2 Hong Kong reverted to Chinese sovereignty on July 1, 1997, and is now officially referred to as the Hong Kong Special Administrative Region or "SAR." Under paragraph 3(f)(2) of the March 25, 1997, U.S.-China Agreement on the Maintenance of the U.S. Consulate General in the Hong Kong Special Administrative Region, U.S. officials are required to notify Chinese officials of the arrest or detention of the bearers of Hong Kong passports in the same manner as is required for bearers of Chinese passports--i.e., immediately, and in any event within four days of the arrest or detention.

3 British dependencies also covered by this agreement include Anguilla, Ascension, Bermuda, Cayman Islands, the Chagos Archipelago (British Indian Ocean Territory), Falkland Islands, Gibraltar, Montserrat, Pitcairn Islands, St. Helena, South Georgia & South Sandwich Islands, Tristan da Cunha, the Turks and Caicos Islands, and the British Virgin Islands. Their residents carry British passports. In addition to the preceding, United Kingdom citizenship also covers persons carrying U.K. passports or who indicate that they are from Great Britain, Wales, Scotland, and Northern Ireland.

4 Although the U.S.S.R. no longer exists, some nationals of its successor states may still be traveling on its passports.
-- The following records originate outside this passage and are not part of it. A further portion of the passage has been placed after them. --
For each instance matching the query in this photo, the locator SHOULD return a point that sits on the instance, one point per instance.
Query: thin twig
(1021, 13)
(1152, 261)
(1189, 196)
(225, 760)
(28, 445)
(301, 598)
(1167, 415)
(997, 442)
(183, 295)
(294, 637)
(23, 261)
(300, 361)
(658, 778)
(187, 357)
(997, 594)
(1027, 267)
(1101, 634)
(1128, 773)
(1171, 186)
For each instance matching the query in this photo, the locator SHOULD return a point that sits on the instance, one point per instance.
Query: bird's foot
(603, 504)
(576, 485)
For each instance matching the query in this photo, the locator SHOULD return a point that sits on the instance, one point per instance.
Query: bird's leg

Mandatory notification should be given to consular officers for all nationals of such states, including those traveling on old U.S.S.R. passports. The successor states are listed separately above.

The Secretary of State also advises that agencies are "well advised to retain a written record of the fact of notification or that the arrestee declined consular notification." The US Department of State indicates a fax transmittal confirmation sheet indicating when notification was sent to a consulate should suffice as the written record, when coupled with the master copy of the notification that was faxed.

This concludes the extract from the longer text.